It was an exciting opportunity to join this hackathon because we are both interested in geography and data science but had yet to take part in a geography-related data science challenge. We were inspired by the experts who introduced us to spatial visualization tools through the introduction videos.
What we did
Visualizing the data
The spatio-temporal data given to us was very complex and difficult to perceive, so we created an interactive visualization using Python Dash that allows us to see spatial relationships between pollution sources and sensor stations, as well as the time-series for each sensor station to see how associations change over time. This allowed us to discover some preliminary hypotheses such as the seasonality of nitrogen and pollution levels, as well as nitrogen pollution being higher near urban areas such as Baltimore.
Transforming the data
Then, we transformed the given data into relevant input features for machine learning modelling.
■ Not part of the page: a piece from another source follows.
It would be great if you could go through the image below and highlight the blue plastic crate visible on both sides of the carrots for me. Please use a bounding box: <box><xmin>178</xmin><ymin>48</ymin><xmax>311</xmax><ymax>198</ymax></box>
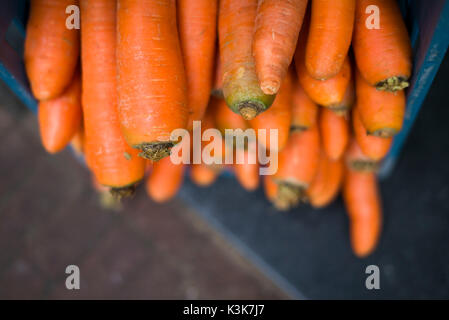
<box><xmin>0</xmin><ymin>0</ymin><xmax>449</xmax><ymax>178</ymax></box>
We found it important to capture the spatial relationships (i.e. upstream and downstream) between HUCs, and hence used innovative data representations like directed acyclic graphs to represent HUC dependencies. We also tried to use the land use data by counting pixels of certain colors using QGIS, but as the files were huge we could only process land use data for 8 HUCs.
Modelling the data
We then used linear regression to investigate the statistical significance of the different predictors, then used XGBoost, a machine learning algorithm, to uncover non-linear relationships as well as variable importance. This settles our first aim of uncovering the underlying factors affecting nitrogen and phosphorous pollution levels. Then, for each point, we developed a time-series model (SARIMAX) with the goal of predicting future pollution using past data, splitting out data into train and test samples to ensure the generalizability of the fitted models. We were able to fit a model that makes suitably good predictions over the test data.
What we learned
We're happy to have learnt so many new skills and enhance our data science arsenal, and also to have applied it to enhance the understanding of the environment and ecosystems. Hopefully this hackathon is just the start of promising data science careers for us !
(Note: Code and presentation PDF are in the public github repository https://github.com/thamsuppp/hackthebay)